Featured Services and Construction Workflow
We provide a comprehensive range of adenovirus services based on our advanced OncoVirapy™ platform.
- GOI cloning (e.g., antibody, bispecific antibody, cytokine, chemokine, shRNA or gRNA) and confirmation through restriction mapping and sequencing verification
- Functional validation of transgenes
- Expression cassette design with the most appropriate promoter to guarantee the high-level expression
- Viral genes engineering (E1, E3, E4 region)
- Capsid (hexon, fiber) modification to alter the Ad tropism
- Hybrid adenovirus construction
- Ad amplification, purification, titering services
- Ad whole genome sequencing (WGS) service
With years of experience and continuous optimization, Creative Biolabs has developed a systematic workflow for oncolytic Ad construction as follows:
Fig.2 Workflow of oncolytic adenovirus construction at Creative Biolabs.
Genetic Modifications of Oncolytic Adenovirus Vectors
- The Ad genome is well-characterized, compact and largely permissive for a plethora of genetic modifications. Therefore, Ads allow the insertion of different foreign expression cassettes to generate recombinant adenovirus vectors, including immunostimulatory transgenes (e.g., cytokines and chemokines), non-immunostimulatory transgenes (e.g., tagging proteins such as luciferase, green fluorescent protein [GFP], or prodrug converting enzymes, and ion channels), and cDNA coding for full-length antibodies (e.g., anti-CTLA4 and anti-HER2).
- As important therapeutic gene transfer vehicles, adenovirus vectors can be engineered to possess different properties and functions. The early genes (often E1 and/or E3) are deleted and replaced with a transgene of interest. The inserted genes are typically controlled by a constitutive promoter element, such as the cytomegalovirus (CMV) or Rous sarcoma virus (RSV) promoter, which allows transgene expression in any transduced cell. Tumor-specific promoters, such as human telomerase reverse transcriptase, carcinoembryonic antigen, cyclooxygenase, and E2F, have been used in oncolytic adenovirus constructs to achieve tumor specificity replication. Additionally, fiber modification is commonly used to direct oncolytic adenovirus tumor tropism to facilitate adenovirus transduction.
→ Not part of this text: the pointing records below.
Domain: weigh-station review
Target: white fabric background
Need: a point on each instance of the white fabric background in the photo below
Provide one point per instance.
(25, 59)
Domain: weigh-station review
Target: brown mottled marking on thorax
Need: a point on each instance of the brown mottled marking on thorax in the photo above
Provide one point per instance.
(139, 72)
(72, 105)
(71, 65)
Fig.3 Insertion and deletions commonly used to design oncolytic adenoviruses. (Alemany, 2016)
Cases of Ad Genetic Modifications
- ONYX-015, the E1b-55k region was deleted which is capable of replication in p53-deficient human tumor cells.
- H101, deleting the entire E1B gene and a 78.3-85.8 nm gene segment in the E3 region, which is responsible for the code of the adenovirus death protein.
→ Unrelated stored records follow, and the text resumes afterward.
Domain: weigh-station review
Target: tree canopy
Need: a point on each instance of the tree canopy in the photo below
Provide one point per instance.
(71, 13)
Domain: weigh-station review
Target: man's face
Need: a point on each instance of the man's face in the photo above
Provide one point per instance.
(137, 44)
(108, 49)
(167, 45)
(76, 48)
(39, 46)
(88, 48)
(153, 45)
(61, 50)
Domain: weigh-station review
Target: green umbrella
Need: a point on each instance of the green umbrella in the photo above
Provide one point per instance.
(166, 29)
- Ad5-Δ24RGD carries a 24-bp deletion in the E1A region that is responsible for binding Rb protein and RGD motif insertion into the fiber.
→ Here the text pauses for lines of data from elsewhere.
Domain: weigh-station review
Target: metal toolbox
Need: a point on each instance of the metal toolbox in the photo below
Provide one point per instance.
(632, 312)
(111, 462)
- ZD55 deleted the E1B 55-kD gene and armed with a foreign gene.
- ICOVIR5, the oncolytic adenovirus in which the endogenous E1A promoter has been replaced by the human E2F-1 promoter insulated with the DM-1.
- Gendicine is a recombinant human Ad5 in which the E1 region is replaced by a human wild-type p53 expression cassette, driven by a Rous sarcoma virus (RSV) promoter with a bovine growth hormone (BGH) poly(A) tail.
Fig.4 Examples of oncolytic adenovirus genetic modifications. (Abudoureyimu, 2019)
Oncolytic adenovirus is continuously being assessed for effective and safe future therapeutics. With the development of modern genetic engineering techniques, novel strategies have been discovered to optimize the construction of oncolytic adenovirus, to reduce their clinical toxicity, to construct efficient OV delivery platforms, and to increase the efficacy of OVs, with the aim of achieving the greatest therapeutic benefit. Creative Biolabs offers a broad range of custom adenovirus cloning and construction services at a reasonable cost and with quick turnaround time. Besides, we also provide in vitro and in vivo validation services for engineered oncolytic Ads to facilitate your whole project.
References
- Abudoureyimu, M.; et al. Oncolytic adenovirus-A nova for Gene-targeted oncolytic viral therapy in HCC. Frontiers in oncology. 2019, 9: 1182.
- Alemany, R. Molecular design of oncolytic adenoviruses. Adenoviral Vectors for Gene Therapy. Academic Press. 2016: 319-334.